If the deal were to be completed, BAIC would be the main shareholder in both Opel and its British sister brand Vauxhall, leaving GM with 49 percent.
This remaining share would then be divided between Magna International, which would take a 20 per cent stake, and Russian partner Sberbank 35 per cent.
The remaining percentage would be owned by Opel dealers and employees.
Industry watchers still believe Magna's consortium is the front-runner to buy Opel, but GM has said it is taking to other potential buyers for Opel including Belgium-based holding company RHJ International and BAIC, which builds Mercedes-Benz and Hyundai cars in China with analysts pointing out BAIC is keen to expand out of its domestic market.
One source close to BAIC said it entered the process comparatively late because GM was reluctant to involve it in the process at all, as the US carmaker does not want to create additional competition in China from Opel.

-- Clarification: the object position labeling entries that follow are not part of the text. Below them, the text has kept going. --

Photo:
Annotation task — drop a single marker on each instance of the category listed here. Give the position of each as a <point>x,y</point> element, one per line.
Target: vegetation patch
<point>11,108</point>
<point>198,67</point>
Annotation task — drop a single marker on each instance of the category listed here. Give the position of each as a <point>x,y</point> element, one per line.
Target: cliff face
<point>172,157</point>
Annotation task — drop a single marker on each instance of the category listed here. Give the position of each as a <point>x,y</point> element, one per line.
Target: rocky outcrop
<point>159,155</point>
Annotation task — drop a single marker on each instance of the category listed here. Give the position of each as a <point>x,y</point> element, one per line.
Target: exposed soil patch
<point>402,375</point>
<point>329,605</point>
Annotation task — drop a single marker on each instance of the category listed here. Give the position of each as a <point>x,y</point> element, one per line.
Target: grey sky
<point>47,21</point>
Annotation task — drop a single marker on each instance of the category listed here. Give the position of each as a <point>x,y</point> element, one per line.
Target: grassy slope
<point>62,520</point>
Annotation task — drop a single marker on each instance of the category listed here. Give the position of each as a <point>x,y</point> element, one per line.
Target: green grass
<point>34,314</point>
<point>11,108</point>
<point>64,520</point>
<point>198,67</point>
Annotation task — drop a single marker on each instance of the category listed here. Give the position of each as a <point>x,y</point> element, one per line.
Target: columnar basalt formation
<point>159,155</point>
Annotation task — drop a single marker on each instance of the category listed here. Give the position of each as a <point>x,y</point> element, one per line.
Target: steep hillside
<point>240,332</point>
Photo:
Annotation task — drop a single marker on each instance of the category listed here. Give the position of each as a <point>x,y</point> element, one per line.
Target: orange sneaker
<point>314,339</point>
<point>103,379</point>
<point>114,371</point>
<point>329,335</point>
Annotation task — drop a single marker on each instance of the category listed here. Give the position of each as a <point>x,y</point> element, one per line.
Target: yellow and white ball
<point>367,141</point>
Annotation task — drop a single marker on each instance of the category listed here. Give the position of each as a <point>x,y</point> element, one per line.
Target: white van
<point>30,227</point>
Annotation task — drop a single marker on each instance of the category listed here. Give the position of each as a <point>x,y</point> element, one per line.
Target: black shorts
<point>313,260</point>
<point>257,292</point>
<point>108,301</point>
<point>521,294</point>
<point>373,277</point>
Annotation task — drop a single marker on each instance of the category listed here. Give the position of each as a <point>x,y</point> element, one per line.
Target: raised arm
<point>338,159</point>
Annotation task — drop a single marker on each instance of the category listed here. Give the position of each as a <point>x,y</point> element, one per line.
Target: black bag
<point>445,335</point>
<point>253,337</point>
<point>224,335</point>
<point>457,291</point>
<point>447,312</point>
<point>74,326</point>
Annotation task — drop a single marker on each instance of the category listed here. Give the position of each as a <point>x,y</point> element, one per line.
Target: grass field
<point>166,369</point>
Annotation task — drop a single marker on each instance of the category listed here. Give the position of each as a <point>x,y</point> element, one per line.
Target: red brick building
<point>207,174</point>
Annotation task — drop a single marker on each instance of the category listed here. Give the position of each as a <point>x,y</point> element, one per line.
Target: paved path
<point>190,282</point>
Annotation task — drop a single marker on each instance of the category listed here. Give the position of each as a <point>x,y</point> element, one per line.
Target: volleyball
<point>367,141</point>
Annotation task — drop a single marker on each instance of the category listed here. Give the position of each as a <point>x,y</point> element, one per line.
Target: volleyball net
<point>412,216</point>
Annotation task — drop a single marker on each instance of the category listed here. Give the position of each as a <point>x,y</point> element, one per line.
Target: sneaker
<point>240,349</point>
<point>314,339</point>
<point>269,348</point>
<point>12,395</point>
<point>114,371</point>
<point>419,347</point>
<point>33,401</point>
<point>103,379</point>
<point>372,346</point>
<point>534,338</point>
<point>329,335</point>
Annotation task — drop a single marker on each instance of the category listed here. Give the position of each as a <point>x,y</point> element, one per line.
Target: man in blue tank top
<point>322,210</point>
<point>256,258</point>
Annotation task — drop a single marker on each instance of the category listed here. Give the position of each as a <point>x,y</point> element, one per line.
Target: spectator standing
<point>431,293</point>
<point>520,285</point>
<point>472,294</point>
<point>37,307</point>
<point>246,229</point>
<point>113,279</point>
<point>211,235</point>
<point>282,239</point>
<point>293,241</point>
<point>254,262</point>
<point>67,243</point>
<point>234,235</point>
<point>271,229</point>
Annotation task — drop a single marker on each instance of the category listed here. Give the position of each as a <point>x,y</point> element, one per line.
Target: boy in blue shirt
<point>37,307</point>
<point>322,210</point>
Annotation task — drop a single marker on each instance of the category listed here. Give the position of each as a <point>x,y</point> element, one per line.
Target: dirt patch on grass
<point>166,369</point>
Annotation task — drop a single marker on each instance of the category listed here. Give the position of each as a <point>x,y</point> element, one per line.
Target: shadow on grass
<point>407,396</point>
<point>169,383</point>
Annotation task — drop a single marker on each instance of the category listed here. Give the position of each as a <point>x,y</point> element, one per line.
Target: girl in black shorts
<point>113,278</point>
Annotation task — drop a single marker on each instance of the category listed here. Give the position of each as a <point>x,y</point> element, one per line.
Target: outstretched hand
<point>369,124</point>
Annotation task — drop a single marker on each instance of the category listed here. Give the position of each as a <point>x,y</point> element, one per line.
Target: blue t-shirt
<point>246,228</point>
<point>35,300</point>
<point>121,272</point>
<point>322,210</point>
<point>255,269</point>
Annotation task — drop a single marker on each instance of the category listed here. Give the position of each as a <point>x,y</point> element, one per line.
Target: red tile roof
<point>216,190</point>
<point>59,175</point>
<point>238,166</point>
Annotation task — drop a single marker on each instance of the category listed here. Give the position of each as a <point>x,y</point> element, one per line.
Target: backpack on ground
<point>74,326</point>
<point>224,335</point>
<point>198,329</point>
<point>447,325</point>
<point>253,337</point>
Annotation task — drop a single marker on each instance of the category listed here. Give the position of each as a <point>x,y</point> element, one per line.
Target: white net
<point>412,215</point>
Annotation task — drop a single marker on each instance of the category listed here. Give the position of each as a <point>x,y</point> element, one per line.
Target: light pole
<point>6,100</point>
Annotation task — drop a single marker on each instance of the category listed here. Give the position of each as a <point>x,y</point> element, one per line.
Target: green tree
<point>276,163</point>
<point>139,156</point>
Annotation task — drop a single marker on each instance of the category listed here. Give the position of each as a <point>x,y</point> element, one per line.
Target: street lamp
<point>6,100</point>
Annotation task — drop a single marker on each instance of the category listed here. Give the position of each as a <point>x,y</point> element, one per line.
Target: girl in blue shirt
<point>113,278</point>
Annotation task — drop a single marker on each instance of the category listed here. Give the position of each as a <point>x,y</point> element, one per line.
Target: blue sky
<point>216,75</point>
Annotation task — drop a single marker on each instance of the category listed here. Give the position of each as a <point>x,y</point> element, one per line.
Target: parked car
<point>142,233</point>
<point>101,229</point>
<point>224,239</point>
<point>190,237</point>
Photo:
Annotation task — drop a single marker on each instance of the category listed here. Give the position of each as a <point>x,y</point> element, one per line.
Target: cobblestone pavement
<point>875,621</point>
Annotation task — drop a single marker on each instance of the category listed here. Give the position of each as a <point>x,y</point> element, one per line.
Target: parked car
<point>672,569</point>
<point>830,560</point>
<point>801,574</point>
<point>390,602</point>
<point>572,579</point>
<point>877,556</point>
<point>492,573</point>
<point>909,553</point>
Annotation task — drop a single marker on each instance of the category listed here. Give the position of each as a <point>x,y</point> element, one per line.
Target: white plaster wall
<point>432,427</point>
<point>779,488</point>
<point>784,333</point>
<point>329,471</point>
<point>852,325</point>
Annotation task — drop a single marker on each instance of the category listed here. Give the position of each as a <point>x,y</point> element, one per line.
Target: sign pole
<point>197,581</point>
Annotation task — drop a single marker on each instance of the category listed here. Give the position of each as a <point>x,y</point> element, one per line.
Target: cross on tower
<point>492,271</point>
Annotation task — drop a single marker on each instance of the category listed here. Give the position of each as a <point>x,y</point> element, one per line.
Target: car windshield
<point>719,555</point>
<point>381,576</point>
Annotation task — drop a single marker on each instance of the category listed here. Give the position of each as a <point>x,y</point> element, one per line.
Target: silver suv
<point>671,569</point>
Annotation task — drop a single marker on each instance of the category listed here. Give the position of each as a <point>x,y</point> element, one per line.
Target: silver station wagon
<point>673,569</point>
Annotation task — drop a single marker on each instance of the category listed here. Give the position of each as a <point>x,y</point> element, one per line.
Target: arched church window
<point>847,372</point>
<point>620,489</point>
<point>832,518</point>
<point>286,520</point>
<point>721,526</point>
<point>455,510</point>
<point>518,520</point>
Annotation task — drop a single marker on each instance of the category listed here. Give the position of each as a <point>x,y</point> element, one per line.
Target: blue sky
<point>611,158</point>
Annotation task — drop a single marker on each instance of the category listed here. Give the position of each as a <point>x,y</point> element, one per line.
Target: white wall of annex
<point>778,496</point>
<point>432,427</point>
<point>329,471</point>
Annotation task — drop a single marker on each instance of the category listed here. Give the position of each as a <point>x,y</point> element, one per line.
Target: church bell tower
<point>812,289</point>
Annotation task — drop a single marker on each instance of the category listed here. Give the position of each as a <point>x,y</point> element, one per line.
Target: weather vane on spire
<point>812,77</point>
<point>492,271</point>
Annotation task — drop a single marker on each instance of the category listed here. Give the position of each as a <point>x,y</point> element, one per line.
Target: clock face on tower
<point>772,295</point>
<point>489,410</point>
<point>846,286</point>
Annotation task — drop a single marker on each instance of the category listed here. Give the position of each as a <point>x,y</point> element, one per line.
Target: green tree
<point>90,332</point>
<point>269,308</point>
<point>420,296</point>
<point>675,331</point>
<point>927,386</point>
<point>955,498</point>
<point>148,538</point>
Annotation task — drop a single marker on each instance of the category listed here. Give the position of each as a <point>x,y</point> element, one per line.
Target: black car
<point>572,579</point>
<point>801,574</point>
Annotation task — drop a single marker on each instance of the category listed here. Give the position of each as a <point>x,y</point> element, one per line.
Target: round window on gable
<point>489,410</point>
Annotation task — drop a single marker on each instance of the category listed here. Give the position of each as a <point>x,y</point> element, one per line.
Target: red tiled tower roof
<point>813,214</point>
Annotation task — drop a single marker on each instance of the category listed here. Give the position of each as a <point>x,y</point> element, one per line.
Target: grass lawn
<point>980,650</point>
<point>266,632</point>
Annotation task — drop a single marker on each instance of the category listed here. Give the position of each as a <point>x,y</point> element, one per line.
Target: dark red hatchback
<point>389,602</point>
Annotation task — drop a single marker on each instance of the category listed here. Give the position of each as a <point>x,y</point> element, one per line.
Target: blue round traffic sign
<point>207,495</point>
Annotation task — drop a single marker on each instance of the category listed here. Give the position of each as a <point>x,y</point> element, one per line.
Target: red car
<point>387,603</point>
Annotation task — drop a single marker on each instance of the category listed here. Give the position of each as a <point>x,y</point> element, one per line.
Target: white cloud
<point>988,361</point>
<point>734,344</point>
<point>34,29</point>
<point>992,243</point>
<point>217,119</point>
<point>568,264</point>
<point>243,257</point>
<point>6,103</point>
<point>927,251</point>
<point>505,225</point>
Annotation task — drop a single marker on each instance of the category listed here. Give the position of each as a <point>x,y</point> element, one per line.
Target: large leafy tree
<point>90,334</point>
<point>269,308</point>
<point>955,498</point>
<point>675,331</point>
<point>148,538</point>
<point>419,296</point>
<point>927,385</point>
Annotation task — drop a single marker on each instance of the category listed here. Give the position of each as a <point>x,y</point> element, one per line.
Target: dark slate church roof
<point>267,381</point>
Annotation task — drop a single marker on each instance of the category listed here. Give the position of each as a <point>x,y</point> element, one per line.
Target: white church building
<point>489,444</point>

Analysts believe the only way Magna's acquisition of Opel would collapse is if Magna withdrew its bid, forcing GM to then negotiate with another bidder like BAIC.
Fiat CEO Sergio Marchionne said on June 29 that his company is still interested in Opel despite Fiat withdrawing its bid in May.
GM can no longer afford to finance Opel and is selling majority control of the carmaker, which also includes plants in Britain, Spain, Belgium and Poland.
Germany, where most Opel plants are located, has provided 1.5 billion euros in finance to keep Opel alive until an outside investor is found.